This post was originally published on this site
Gilead Sciences Inc. said that its experimental COVID-19 therapy remdesivir met the main goal in a government-funded clinical trial and that a shorter dosing regimen was as successful as a longer one in a separate study.
The early findings set the stage for the closely watched drug to move toward a possible emergency use authorization or approval from the U.S. Food and Drug Administration. The drug is currently being used on an expanded use or compassionate use basis.
Shares of Gilead GILD, +2.88% gained 5.7% in trading on Wednesday following the news announcement.
Remdesivir is widely considered to be a front-runner among the investigational therapies being tested as treatments for infections caused by the novel coronavirus, which has sickened more than three million people and killed at least 217,000. There are no proven treatments or vaccines.
Gilead’s stock has had a turbulent few weeks as media outlets have reported on leaked data, both positive and negative, from some of the many clinical trials under way evaluating the drug.
Gilead said an open-label Phase 3 trial testing the therapy in 6,000 severely ill patients found that those taking a 5-day or 10-day course of treatment led to similar results. At least 52% of participants taking either dosing regimen were discharged from the hospital after 14 days of treatment, and at least 53% of those patients were reported as reaching “clinical recovery.”
“Multiple concurrent studies are helping inform whether remdesivir is a safe and effective treatment for COVID-19,” Gilead chief medical officer Merdad Parsey said in a statement. “The study demonstrates the potential for some patients to be treated with a 5-day regimen, which could significantly expand the number of patients who could be treated with our current supply of remdesivir.”

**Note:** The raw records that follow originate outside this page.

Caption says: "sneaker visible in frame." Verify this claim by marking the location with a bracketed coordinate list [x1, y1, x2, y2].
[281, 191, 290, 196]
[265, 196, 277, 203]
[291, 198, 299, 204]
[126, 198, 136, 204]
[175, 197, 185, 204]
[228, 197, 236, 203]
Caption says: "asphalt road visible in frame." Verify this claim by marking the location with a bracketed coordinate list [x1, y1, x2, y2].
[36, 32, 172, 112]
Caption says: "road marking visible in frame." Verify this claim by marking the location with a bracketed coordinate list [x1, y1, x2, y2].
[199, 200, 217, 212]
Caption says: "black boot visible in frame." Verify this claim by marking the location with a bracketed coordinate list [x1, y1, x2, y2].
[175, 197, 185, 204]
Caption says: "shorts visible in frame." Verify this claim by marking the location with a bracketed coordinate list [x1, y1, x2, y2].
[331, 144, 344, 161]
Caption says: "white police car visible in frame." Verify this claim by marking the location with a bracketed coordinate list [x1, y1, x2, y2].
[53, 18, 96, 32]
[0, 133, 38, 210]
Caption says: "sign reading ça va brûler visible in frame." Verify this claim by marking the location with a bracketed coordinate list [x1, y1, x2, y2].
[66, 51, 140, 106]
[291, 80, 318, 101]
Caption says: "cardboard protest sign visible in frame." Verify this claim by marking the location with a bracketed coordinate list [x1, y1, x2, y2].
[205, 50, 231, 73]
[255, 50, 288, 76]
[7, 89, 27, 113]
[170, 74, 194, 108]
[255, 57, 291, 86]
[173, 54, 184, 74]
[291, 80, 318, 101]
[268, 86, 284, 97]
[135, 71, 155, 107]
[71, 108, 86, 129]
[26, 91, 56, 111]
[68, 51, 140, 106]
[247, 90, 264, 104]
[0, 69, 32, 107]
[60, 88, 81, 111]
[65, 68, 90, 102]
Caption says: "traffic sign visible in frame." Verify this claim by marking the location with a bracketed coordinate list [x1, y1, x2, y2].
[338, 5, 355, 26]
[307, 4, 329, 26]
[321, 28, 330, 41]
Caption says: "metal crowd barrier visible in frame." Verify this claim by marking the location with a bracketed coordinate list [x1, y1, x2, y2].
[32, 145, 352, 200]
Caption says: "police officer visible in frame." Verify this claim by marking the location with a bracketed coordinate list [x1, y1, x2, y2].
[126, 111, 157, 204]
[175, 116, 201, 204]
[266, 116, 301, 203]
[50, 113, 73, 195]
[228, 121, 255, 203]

Minutes before this top-line data was released, Gilead said that a National Institute of Allergy and Infectious Diseases clinical trial evaluating remdesivir in hospitalized COVID-19 patients met the study’s primary endpoint. The federal agency is expected to provide additional information about that trial, Gilead said. The primary outcome in this trial is recovery by 29 days of treatment, according to the study’s listing on ClinicalTrials.gov.
Gilead’s stock has gained 21.0% year-to-date, while the S&P 500 SPX, +2.03% is down 11.3%.